As mentioned, many investors will look at gross Square of the volume of payments, which is a key measure of Square success in an increasingly crowded payments industry. This figure has increased considerably on an annual basis, each quarter, for the past three years. If analysts ‘ expectations come to pass, Square’s gross payment volume for the 1st quarter of the YEAR 2020 will be approximately two times the same figure in the 1st quarter of FISCAL year 2017, reflecting the company’s rapid growth. During this period, Square established itself as a leader in the payments and financial services, with its popular Cash Application beacon mobile payments offering. Square has maintained its growth rate in the face of competition from larger rivals such as PayPal Holdings Inc. (PYPL), and the credit card providers such as Mastercard Inc. (MA). But the industry is particularly vulnerable to the COVID-19 pandemic, which has had an impact on small business clients are particularly important. Investors should look for gross payments volume to determine if Square was able to continue its growth in this sector in 2020.

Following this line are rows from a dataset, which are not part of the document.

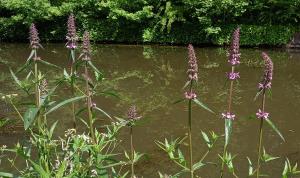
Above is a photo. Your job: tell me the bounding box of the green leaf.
[88,61,103,75]
[225,119,232,146]
[29,160,50,178]
[93,106,113,120]
[45,96,86,115]
[0,172,16,178]
[49,121,58,138]
[9,68,24,90]
[193,98,215,114]
[265,119,285,142]
[192,161,205,171]
[23,107,39,130]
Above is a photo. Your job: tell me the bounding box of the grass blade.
[45,96,86,115]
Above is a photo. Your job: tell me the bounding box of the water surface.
[0,44,300,178]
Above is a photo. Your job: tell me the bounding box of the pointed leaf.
[29,160,50,178]
[45,96,86,115]
[192,162,205,171]
[93,106,113,120]
[0,172,17,178]
[23,107,39,130]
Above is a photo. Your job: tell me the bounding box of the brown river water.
[0,43,300,178]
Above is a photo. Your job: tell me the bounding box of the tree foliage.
[0,0,300,45]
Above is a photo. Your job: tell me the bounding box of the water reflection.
[0,44,300,177]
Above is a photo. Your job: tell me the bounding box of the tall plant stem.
[34,49,42,131]
[84,61,96,143]
[188,80,194,178]
[70,49,77,129]
[220,66,235,178]
[130,126,134,178]
[256,89,266,178]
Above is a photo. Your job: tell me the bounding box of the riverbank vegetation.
[0,0,300,46]
[0,14,300,178]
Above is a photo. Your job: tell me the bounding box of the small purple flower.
[228,28,241,65]
[228,72,240,80]
[184,91,197,100]
[66,14,78,49]
[258,52,274,90]
[187,44,198,81]
[91,102,97,108]
[222,112,235,120]
[127,106,141,121]
[29,23,41,49]
[82,31,91,61]
[256,109,269,119]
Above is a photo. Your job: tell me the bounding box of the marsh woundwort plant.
[220,28,241,178]
[29,24,42,129]
[127,106,141,178]
[66,14,78,129]
[184,44,198,178]
[81,31,96,141]
[156,44,214,178]
[256,52,273,178]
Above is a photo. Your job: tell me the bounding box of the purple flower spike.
[29,23,41,49]
[258,52,274,90]
[228,28,241,65]
[66,14,78,49]
[228,72,240,80]
[184,91,197,100]
[82,31,91,61]
[256,109,269,119]
[127,106,141,120]
[187,44,198,81]
[222,112,235,120]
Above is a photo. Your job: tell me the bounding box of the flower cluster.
[187,44,198,81]
[39,79,48,95]
[184,91,197,100]
[29,23,41,49]
[258,52,273,89]
[222,112,235,120]
[228,28,241,66]
[127,106,141,121]
[82,31,91,61]
[228,72,240,80]
[66,14,78,49]
[256,109,269,119]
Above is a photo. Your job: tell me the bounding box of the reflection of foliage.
[213,82,243,105]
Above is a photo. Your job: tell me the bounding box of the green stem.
[220,66,235,178]
[34,49,42,132]
[188,80,194,178]
[130,126,134,178]
[9,99,24,121]
[84,61,96,143]
[220,145,227,178]
[256,89,266,178]
[70,49,77,129]
[200,149,210,162]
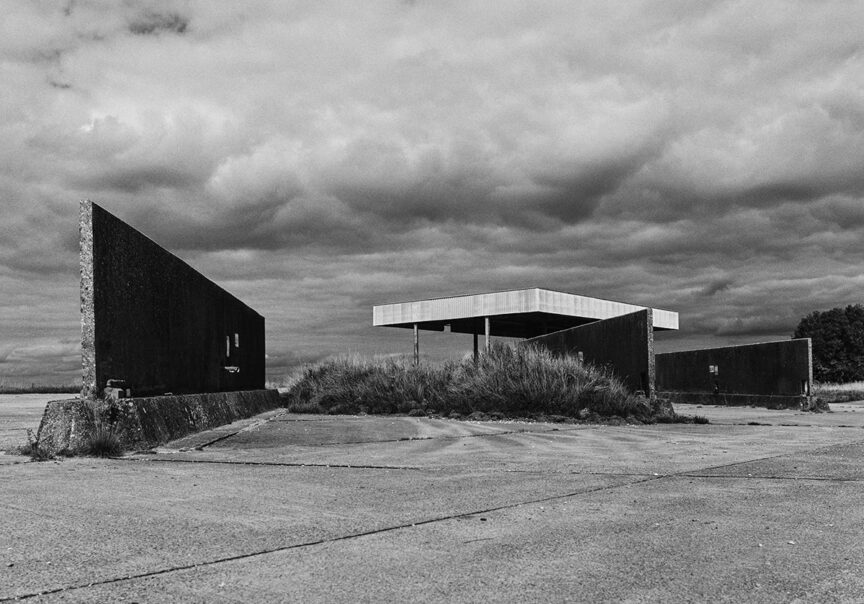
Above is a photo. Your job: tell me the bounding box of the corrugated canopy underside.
[372,288,678,338]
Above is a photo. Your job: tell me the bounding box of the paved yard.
[0,395,864,602]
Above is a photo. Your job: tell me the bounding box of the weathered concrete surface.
[657,391,813,409]
[0,404,864,602]
[0,394,63,460]
[80,200,264,398]
[37,390,281,453]
[522,308,655,396]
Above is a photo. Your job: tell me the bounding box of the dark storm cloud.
[0,0,864,382]
[129,10,189,36]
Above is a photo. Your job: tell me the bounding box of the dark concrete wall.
[80,201,264,398]
[656,338,813,396]
[524,308,654,396]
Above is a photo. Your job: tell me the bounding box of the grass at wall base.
[284,343,706,423]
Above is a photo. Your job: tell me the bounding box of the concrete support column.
[483,317,492,354]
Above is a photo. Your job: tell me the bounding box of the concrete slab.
[33,477,864,602]
[673,401,864,428]
[0,398,864,602]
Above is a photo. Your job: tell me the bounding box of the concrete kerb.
[657,392,814,411]
[36,390,281,455]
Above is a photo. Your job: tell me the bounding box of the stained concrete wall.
[80,201,264,398]
[656,338,813,400]
[524,308,655,396]
[36,390,282,455]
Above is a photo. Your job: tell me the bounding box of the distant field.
[813,382,864,404]
[0,382,81,394]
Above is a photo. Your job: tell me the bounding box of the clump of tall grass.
[285,344,672,421]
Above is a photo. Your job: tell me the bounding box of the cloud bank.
[0,0,864,382]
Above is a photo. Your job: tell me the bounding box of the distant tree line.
[793,304,864,383]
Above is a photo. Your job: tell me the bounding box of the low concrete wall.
[656,338,813,406]
[37,390,281,454]
[522,308,654,396]
[657,391,813,409]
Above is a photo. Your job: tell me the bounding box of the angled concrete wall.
[656,338,813,404]
[80,201,264,399]
[522,308,655,396]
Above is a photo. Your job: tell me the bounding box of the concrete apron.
[37,390,281,455]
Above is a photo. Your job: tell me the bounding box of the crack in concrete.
[111,457,428,471]
[680,473,864,482]
[6,434,864,602]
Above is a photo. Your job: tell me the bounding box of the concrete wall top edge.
[655,338,810,356]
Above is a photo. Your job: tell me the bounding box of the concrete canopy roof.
[372,287,678,338]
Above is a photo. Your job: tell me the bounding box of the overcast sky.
[0,0,864,383]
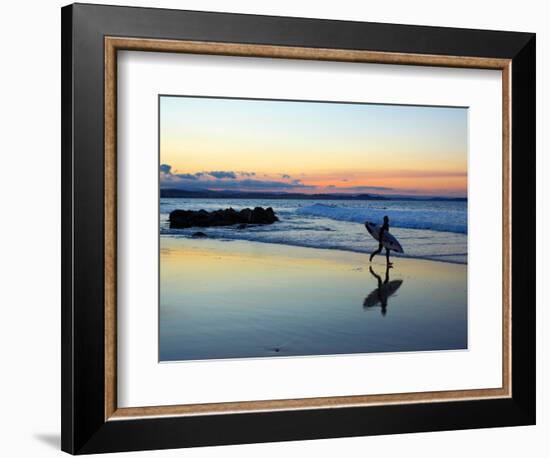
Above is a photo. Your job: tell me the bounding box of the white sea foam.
[160,198,467,263]
[297,203,468,234]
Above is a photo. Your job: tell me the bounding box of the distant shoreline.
[160,188,468,202]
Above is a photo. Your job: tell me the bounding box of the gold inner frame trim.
[104,37,512,421]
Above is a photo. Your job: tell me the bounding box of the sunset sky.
[160,96,468,197]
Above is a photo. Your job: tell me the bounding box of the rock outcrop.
[170,207,279,229]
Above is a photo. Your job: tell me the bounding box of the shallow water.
[160,198,468,263]
[159,236,467,361]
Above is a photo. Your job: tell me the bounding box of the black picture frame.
[61,4,536,454]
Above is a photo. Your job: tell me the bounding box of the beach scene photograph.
[158,95,468,362]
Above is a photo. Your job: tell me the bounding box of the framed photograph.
[62,4,536,454]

Analysts predict that Square gross payment volume will rise by 15.7% year-on-year to $ 26.1 billion in Q1 of FISCAL 2020. Even if this growth is strong, it represents a slowdown compared to previous quarters. The 15.7% growth estimate is half the rate of growth of the same quarter three years ago. Place of the year-on-year growth in Q1, gross payments volume has already been moderately deceleration over the past three years. It has slowed from 32.6% growth in the 1st quarter of FISCAL year 2017 to 30.6% in Q1 of FISCAL year 2018, and then to 26.7% in Q1 of FISCAL 2019. While there was no consensus estimate gross volume of payments in 2020, it can slow down even more. A sign is analysts bearish consensus estimates for the Square of the growth by 2020, which is expected to slow sharply.